Caesar.jl icon indicating copy to clipboard operation
Caesar.jl copied to clipboard

Is there any example for mult-architecture support [JuliaGPU]

Open wystephen opened this issue 2 years ago • 7 comments

As mentioned in the document,

Caesar.jl can utilize a combination of four styles of multiprocessing: i) separate memory multi-process; ii) shared memory multi-threading; iii) asynchronous shared-memory (forced-atomic) co-routines; and iv) multi-architecture such as JuliaGPU. As of Julia 1.4, the most reliable method of loading all code into all contexts (for multi-processor speedup) is as follows.

Is there any example for solve factor graph optimization problem use GPU?

wystephen avatar Apr 05 '22 15:04 wystephen

Hi, we have not published a public template for GPU based computation yet.

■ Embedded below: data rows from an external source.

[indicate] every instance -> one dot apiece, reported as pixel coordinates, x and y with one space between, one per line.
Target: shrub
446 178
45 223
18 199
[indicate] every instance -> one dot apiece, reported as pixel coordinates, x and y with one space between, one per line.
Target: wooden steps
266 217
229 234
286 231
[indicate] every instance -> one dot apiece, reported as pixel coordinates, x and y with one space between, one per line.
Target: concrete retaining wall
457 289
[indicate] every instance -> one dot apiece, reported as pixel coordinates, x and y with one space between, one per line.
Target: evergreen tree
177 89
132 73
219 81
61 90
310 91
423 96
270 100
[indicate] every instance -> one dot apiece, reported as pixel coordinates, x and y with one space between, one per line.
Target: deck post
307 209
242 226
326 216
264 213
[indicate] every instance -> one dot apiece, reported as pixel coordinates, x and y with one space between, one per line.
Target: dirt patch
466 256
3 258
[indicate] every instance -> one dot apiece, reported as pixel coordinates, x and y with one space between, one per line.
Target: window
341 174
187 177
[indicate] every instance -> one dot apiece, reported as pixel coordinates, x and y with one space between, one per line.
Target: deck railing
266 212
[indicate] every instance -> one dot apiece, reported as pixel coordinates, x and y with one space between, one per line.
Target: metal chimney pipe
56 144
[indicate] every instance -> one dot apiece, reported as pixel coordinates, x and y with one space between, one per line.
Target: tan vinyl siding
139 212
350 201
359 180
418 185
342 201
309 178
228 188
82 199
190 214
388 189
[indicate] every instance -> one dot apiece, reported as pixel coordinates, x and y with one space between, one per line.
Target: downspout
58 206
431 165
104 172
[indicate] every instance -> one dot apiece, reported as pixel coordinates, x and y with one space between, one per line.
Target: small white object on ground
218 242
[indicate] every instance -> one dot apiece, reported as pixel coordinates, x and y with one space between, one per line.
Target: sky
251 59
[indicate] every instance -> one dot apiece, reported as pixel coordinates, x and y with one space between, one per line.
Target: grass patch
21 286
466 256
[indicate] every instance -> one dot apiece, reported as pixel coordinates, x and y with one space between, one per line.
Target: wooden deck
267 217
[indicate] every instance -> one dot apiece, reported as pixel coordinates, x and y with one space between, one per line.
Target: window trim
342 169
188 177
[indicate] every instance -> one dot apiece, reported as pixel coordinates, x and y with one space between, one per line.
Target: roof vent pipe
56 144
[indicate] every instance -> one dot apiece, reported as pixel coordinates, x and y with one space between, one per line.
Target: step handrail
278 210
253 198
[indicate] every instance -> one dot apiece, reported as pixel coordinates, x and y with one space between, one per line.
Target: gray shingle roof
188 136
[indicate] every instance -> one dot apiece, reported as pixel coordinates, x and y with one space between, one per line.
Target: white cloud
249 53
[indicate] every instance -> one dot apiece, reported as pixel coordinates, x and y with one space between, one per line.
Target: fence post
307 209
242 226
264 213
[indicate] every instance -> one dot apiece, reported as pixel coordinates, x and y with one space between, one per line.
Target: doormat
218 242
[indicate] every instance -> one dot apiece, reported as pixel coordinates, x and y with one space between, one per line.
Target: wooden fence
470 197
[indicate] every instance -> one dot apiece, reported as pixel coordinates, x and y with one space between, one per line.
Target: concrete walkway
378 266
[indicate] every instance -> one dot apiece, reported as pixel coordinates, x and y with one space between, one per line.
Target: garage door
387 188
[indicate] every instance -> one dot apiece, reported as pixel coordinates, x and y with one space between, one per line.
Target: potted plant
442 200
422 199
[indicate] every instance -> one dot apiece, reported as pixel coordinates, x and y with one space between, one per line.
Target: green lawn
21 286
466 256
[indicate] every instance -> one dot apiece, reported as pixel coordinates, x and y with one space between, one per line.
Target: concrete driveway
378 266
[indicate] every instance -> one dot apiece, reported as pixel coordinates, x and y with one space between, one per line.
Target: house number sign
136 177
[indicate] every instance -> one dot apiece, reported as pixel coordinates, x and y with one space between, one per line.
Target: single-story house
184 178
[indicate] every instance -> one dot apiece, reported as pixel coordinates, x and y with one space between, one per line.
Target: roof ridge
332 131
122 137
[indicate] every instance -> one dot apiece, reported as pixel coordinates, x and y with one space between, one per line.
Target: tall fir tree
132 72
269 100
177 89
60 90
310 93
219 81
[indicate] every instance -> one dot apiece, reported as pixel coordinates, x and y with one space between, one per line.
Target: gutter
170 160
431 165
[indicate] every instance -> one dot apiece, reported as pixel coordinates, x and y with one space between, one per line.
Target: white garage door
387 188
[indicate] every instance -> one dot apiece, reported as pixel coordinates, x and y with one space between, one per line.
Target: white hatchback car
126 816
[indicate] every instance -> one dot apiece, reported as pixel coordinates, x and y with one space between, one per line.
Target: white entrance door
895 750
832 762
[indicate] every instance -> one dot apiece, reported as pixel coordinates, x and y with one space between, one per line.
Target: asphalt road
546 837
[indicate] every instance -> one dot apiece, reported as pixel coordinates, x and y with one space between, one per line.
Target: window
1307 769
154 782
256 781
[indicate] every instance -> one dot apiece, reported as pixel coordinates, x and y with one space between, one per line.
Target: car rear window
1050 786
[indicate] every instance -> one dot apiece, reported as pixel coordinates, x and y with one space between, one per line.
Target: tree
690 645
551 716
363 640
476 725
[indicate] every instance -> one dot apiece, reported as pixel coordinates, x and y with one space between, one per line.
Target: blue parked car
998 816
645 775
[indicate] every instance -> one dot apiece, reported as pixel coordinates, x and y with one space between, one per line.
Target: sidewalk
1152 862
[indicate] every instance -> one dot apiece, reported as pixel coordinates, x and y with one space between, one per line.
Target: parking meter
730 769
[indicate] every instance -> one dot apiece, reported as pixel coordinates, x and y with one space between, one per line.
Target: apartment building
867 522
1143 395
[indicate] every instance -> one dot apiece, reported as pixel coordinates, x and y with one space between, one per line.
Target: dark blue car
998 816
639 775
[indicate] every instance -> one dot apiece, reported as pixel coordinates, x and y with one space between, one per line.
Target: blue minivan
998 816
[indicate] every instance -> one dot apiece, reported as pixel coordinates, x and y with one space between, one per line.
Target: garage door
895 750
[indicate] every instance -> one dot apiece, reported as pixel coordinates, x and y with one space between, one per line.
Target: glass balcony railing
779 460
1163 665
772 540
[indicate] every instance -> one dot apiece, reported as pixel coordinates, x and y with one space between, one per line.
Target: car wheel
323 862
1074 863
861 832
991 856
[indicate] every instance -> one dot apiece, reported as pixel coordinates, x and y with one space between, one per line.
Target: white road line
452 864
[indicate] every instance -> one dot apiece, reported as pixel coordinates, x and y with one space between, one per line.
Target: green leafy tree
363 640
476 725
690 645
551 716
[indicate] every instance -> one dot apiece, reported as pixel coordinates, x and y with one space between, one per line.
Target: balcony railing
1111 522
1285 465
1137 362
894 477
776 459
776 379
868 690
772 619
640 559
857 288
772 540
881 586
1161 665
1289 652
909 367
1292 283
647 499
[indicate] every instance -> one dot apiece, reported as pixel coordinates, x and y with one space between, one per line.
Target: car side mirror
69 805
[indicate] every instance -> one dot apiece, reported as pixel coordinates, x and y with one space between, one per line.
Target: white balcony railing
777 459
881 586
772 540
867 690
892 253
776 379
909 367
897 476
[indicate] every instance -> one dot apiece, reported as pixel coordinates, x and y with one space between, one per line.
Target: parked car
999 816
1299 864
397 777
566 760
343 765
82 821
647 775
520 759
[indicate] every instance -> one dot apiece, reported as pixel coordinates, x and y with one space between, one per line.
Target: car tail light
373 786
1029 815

This is referring to the design of how factors sampling and residuals are calculated. We worked to avoid restrictions as far possible regarding where computations are done. So if the sampling process or residual computation can benefit from GPU, that is the place to do it first.

We previously did work on GPU for factors, which computed large FFTs using the GPU during factor residual computations. It was clunky before the upgrades, but since then we have significantly improved the API but not yet updated the legacy GPU implementation from that project. We are now mostly settled on the residual and sampling API though, so at least that should be stable for a good while.

dehann avatar Apr 06 '22 15:04 dehann

First of all, thanks for your reply. As you described, the primary support for GPU is that users can use GPU in calculating a residual function. Adopting GPU will significantly reduce computation time if I use few residuals, which is computationally expensive. But, if I need to calculate lots of residuals, it is hard to benefit from the GPU support. Is this description correct?

wystephen avatar Apr 07 '22 01:04 wystephen

thanks for your reply.

Yeah, of course -- we try answer as soon as possible, not always able to :-P

need to calculate lots of residuals, it is hard to benefit from the GPU support. Is this description correct?

Not quite: When a factor computation is done, many particles are computed for each factor calculation, and each of those particles are updated using optimization routines that call the residual functions many many times over. So residual functions are called liek 10^5-10^8 times per solve. So in some cases GPU can help a lot.

Let's say you have a residual computation that is intensive and takes 100ms on CPU with threading etc. If you were to port to GPU and get a 20ms time for equivalent computation, thats good.

Next step, Caesar.jl packages when solving the factor graph make extensive use of the residual and sampling functions. So if the overhead of the GPU implementation adds like 10-20% from all the calculations, you will still be at ~30ms rather than CPU 100ms per residual, so everything will be a lot faster.

Flipside is when the CPU computation for residual or sampling is like 10us, but the GPU takes longer due to memory management, etc. then the residual compute will be thrashing and will not help.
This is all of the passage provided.